Artigo escrito por um camarada francófono, que está na Ucrânia desde o início da guerra para colaborar na “Operação Solidariedade” e depois nos “Coletivos Solidariedade”.
Olá camaradas,
Tentarei apresentar-vos aquilo que se pensa atualmente na Ucrânia. Como sabem, a Rússia de Putin lançou uma invasão total em fevereiro passado e, como alguns também saberão, já em 2014 tinha acontecido uma anexação de zonas do leste da Ucrânia também pela Rússia.
O que é mais raro saber-se é o facto de existir um movimento libertário na Ucrânia, e isto depois de 2014, quando a sociedade ucraniana optou por se aproximar da Europa e afastar-se da Rússia, após os acontecimentos conhecidos como Euro-Maidan. No movimento antiautoritário, discutiram-se as diferentes formas de reagir perante uma invasão que se sabia ir acontecer, mais tarde ou mais cedo. E que, por fim, começou a 24 de fevereiro de 2022.
As ideias pacifistas de vários anarquistas (aqui ), confrontadas ao longo do tempo com a realidade daquilo que é uma invasão total, um desejo de destruição tão poderoso, que tornaria qualquer ideia de sobrevivência como impossível a não ser pelo combate. Como pensar, então, a anarquia, a sociedade, o povo, a nação, o Estado? Que lugar poderiam os nossos camaradas ocupar nesse combate? Diferentes posições surgiram, ligadas a diferentes cenários, seja a derrota do exército ucraniano ou ir-se combater na frente de guerra..
O treino (de alguns) decorreu nos últimos anos, para poderem actuar como guerrilheiros, em caso de derrota do exército ucraniano e na possibilidade de viverem num país sob ocupação. Outros já se estavam a preparar, ou já tinham entrado, nas fileiras do exército. Não houve decisões unânimes, mas discussões e divergências. Não se escolhe sempre o campo de combate e o exército russo foi quem escolheu a guerra de artilharia. Uma guerra de fronteira desde que a invasão total falhou.

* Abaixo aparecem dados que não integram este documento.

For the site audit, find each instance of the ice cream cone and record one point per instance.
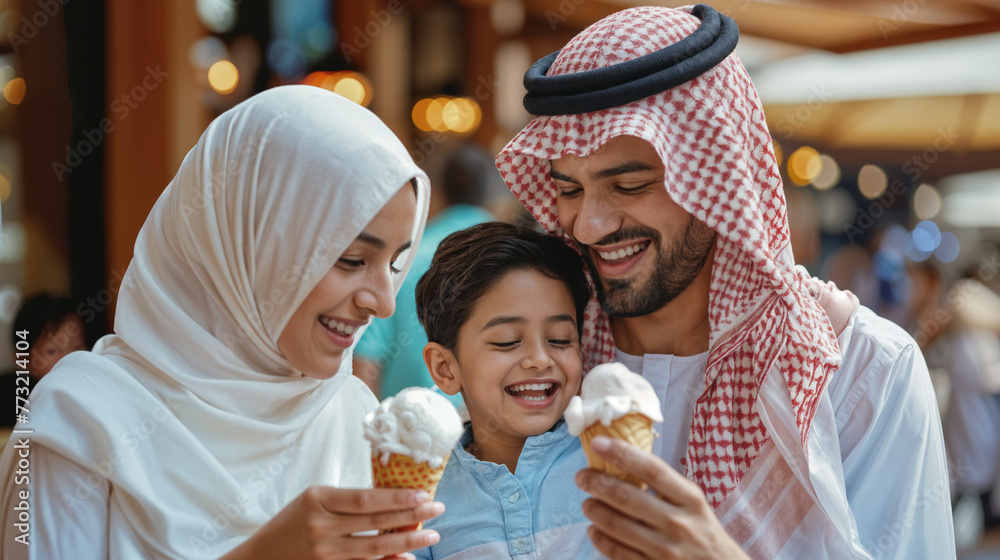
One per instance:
(402, 472)
(635, 428)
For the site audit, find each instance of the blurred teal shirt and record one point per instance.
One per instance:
(397, 343)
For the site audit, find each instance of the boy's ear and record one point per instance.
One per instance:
(443, 367)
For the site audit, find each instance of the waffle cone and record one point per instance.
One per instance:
(402, 472)
(635, 428)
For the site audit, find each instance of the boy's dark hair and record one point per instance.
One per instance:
(469, 262)
(38, 312)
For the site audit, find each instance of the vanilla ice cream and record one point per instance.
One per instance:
(609, 392)
(417, 423)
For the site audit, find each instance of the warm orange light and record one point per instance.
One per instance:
(804, 165)
(435, 118)
(4, 188)
(14, 91)
(348, 83)
(419, 115)
(223, 76)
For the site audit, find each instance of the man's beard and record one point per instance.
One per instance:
(674, 269)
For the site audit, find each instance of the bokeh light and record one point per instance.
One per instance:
(872, 181)
(926, 236)
(507, 16)
(223, 76)
(803, 166)
(458, 115)
(14, 91)
(348, 83)
(829, 174)
(926, 202)
(217, 15)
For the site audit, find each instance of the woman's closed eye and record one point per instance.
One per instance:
(358, 263)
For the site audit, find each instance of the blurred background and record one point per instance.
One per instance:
(885, 116)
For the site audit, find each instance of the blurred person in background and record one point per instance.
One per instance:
(389, 357)
(54, 329)
(972, 417)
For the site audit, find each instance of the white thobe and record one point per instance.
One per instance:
(890, 442)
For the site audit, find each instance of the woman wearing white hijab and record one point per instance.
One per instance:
(202, 428)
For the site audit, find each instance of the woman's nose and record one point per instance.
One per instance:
(377, 295)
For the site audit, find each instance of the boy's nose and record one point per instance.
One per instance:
(537, 358)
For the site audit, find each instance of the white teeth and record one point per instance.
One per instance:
(338, 326)
(531, 387)
(622, 253)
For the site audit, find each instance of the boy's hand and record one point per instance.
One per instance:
(630, 524)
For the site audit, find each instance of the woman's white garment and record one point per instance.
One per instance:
(879, 415)
(188, 424)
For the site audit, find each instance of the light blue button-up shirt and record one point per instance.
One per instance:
(532, 514)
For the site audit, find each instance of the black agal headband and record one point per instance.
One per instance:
(632, 80)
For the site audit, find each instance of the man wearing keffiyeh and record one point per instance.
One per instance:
(650, 153)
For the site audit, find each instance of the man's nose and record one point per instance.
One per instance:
(595, 220)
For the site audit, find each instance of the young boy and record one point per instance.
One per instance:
(503, 310)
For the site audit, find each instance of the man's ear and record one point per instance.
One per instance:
(443, 366)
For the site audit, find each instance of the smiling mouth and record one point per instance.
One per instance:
(621, 255)
(536, 392)
(338, 327)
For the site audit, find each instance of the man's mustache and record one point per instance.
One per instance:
(624, 234)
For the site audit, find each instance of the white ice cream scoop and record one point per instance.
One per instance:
(418, 423)
(611, 391)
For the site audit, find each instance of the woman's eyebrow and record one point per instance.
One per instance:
(561, 318)
(378, 243)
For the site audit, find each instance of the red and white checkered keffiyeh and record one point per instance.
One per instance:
(720, 167)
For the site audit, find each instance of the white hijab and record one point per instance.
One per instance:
(261, 208)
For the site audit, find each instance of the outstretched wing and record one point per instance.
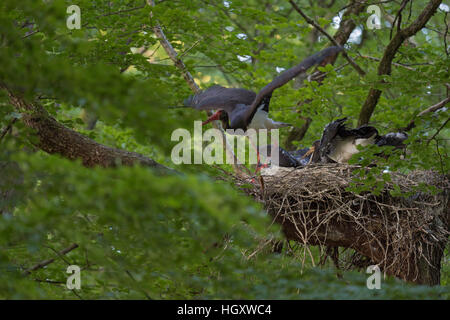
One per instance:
(288, 75)
(218, 97)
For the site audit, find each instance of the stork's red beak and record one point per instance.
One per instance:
(215, 116)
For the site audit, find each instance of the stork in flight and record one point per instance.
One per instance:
(243, 109)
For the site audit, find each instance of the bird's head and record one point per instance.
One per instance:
(218, 115)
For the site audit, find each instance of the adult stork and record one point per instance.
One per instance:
(239, 108)
(339, 143)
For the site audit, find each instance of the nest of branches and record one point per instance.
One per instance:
(404, 236)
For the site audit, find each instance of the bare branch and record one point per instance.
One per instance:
(54, 138)
(318, 27)
(191, 82)
(433, 108)
(44, 263)
(384, 68)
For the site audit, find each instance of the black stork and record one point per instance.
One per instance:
(289, 159)
(339, 143)
(243, 109)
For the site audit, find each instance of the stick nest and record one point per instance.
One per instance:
(399, 234)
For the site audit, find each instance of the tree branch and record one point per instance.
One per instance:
(194, 87)
(318, 27)
(384, 68)
(346, 27)
(433, 108)
(44, 263)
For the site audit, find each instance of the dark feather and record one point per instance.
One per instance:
(241, 104)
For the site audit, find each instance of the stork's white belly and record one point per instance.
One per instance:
(346, 148)
(261, 120)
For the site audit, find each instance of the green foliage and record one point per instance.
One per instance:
(187, 235)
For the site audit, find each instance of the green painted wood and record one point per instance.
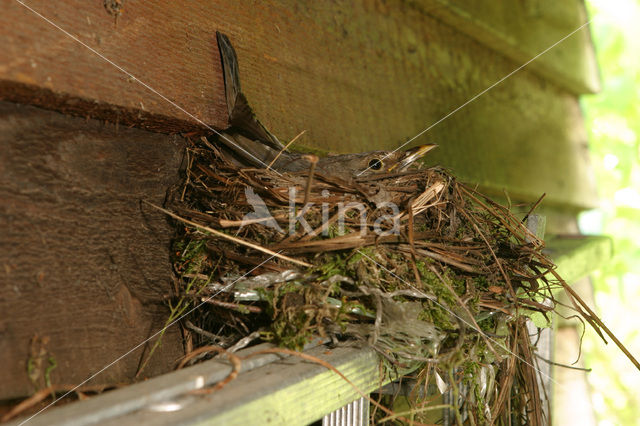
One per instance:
(522, 30)
(578, 256)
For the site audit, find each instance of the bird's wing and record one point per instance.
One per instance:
(241, 116)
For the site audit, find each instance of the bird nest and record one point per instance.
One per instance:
(436, 277)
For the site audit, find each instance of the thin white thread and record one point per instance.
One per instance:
(463, 320)
(234, 144)
(485, 91)
(146, 340)
(124, 71)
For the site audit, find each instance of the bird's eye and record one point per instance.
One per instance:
(375, 164)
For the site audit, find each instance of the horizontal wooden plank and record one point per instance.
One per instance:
(85, 266)
(273, 389)
(356, 75)
(523, 30)
(154, 42)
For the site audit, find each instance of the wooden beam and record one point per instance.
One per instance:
(83, 58)
(85, 264)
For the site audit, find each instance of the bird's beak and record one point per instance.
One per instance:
(412, 155)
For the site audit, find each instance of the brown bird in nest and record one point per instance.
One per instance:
(248, 143)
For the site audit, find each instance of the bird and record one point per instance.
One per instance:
(249, 143)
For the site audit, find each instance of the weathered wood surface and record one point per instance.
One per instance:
(83, 263)
(356, 75)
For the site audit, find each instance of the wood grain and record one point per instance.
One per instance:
(84, 264)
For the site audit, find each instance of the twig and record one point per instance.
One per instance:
(230, 238)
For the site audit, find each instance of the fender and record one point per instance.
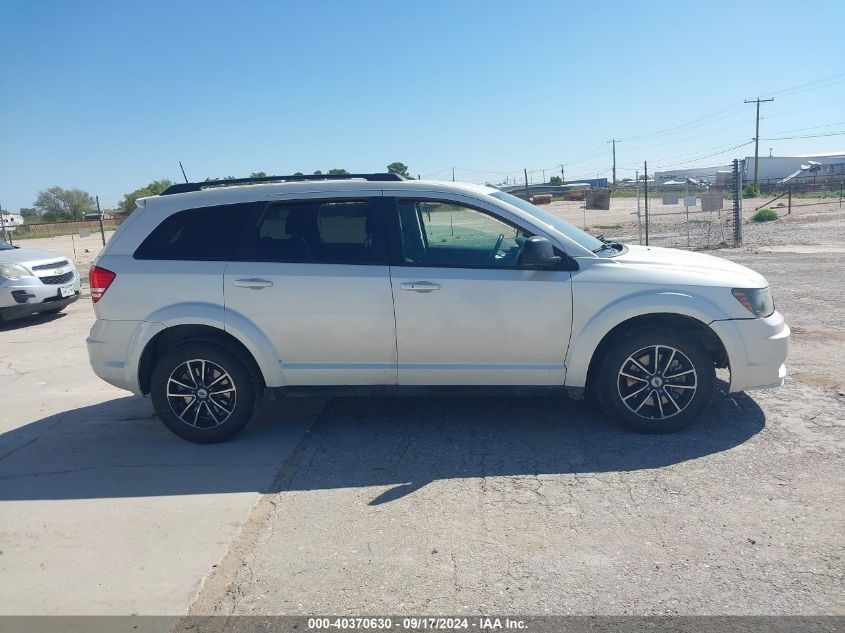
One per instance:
(212, 315)
(587, 336)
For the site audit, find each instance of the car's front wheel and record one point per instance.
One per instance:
(655, 380)
(203, 393)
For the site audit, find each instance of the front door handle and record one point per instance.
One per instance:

A invasão foi repelida graças à resistência ativa de toda a população, lembramo-nos da chuva de coquetéis molotov, cujo modo de preparar foi divulgado diretamente pelos meios de comunicação, para além de manuais que ensinavam como proteger os bairros. Do mesmo modo tinham sido criadas para uma ocasião como esta, alguns anos antes, formações locais do exército, nos bairros e aldeias, constituídas por civis. Recordamos as manifestações nas zonas por onde passou o exército russo, que continuaram, apesar dos fuzilamentos, das situações desesperadas, e de pessoas a utilizarem a sua última arma de luta – o seu corpo.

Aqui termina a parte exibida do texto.